The flight attendant almost stumbled in her hurry.

The nearest guard stepped aside so quickly Elena saw fear cross his face before he hid it.

Matteo led her to the bedroom suite at the rear of the aircraft. It was separated by a polished wood door and furnished with impossible luxury: a low bed dressed in ivory linen, a leather armchair, gold fixtures, soft lighting. Everything looked untouched, too perfect, like a hotel room prepared for people who never slept.
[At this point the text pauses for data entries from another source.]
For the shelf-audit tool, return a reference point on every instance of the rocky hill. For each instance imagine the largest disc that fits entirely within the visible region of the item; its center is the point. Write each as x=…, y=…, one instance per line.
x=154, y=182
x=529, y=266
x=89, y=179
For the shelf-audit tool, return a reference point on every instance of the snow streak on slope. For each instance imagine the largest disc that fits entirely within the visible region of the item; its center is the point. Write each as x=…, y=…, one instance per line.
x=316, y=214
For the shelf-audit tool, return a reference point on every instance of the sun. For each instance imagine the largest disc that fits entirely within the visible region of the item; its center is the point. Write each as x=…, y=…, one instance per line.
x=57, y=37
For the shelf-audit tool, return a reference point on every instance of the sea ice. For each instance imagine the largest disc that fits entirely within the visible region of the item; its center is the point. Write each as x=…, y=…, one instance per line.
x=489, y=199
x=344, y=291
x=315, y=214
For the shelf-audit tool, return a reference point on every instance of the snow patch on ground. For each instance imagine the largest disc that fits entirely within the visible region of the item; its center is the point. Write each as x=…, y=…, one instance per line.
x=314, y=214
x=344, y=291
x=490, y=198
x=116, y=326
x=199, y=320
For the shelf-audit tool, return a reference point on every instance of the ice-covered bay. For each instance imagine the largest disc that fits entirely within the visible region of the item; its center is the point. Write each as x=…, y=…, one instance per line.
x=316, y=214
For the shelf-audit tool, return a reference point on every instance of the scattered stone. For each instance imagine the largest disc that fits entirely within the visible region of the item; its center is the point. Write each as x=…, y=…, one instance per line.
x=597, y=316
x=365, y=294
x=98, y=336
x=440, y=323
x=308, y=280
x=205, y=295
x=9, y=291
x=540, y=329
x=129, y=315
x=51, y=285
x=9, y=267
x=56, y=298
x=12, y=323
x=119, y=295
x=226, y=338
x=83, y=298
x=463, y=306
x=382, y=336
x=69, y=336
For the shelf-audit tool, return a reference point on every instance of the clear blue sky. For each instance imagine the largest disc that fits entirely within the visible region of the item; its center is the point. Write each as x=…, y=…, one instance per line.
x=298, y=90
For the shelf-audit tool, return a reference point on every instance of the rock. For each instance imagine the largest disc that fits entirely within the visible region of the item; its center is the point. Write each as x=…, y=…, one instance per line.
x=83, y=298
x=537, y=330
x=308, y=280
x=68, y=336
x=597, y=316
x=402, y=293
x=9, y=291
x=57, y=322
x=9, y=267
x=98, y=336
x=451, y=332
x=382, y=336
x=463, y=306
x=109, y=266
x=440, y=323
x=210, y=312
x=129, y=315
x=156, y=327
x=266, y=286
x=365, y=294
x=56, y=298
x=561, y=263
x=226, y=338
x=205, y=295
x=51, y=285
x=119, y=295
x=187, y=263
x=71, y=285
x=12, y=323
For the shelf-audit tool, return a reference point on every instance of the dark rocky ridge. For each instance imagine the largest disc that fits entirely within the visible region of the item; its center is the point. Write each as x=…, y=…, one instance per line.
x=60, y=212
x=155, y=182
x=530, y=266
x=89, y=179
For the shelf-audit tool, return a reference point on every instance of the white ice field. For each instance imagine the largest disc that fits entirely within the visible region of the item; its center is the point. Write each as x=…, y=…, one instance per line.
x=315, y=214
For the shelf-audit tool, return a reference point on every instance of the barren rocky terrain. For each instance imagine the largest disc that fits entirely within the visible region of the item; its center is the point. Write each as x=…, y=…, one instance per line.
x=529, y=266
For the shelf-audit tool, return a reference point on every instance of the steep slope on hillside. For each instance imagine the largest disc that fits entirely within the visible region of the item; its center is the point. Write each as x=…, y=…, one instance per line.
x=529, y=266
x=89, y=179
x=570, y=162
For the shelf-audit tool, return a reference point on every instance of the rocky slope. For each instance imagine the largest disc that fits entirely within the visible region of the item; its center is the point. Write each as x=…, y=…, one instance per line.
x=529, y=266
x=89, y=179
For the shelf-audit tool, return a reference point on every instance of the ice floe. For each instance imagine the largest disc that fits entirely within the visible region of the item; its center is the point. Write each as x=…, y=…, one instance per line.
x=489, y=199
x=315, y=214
Elena hesitated at the threshold.

Matteo noticed.

“Door stays open,” she said.

“No.”

Her pulse kicked.

“Then I don’t do this.”

The baby whimpered again.

Matteo’s face darkened. For one terrible second Elena thought she had made a mistake.

Then he looked over his shoulder.

“Nikolai.”

One guard appeared immediately.

“Stand outside,” Matteo said. “Door open. No one else comes near.”

Nikolai nodded once and took position with his back to the room.

Elena entered.

Matteo followed.

The flight attendant arrived with a folded white blanket, a bottle of water, and a bowl of warm water. Her hands trembled so badly the water rippled.

Elena thanked her.

The woman looked startled, as if gratitude was a foreign language aboard this jet.

When they were alone except for the guard outside, Matteo held the baby toward Elena.

Elena took one step back.

“Sit down,” she said. “You’re too tense. She feels it.”

His eyes narrowed. “You give orders naturally.”

“I had twins.”

The sentence left her before she could stop it.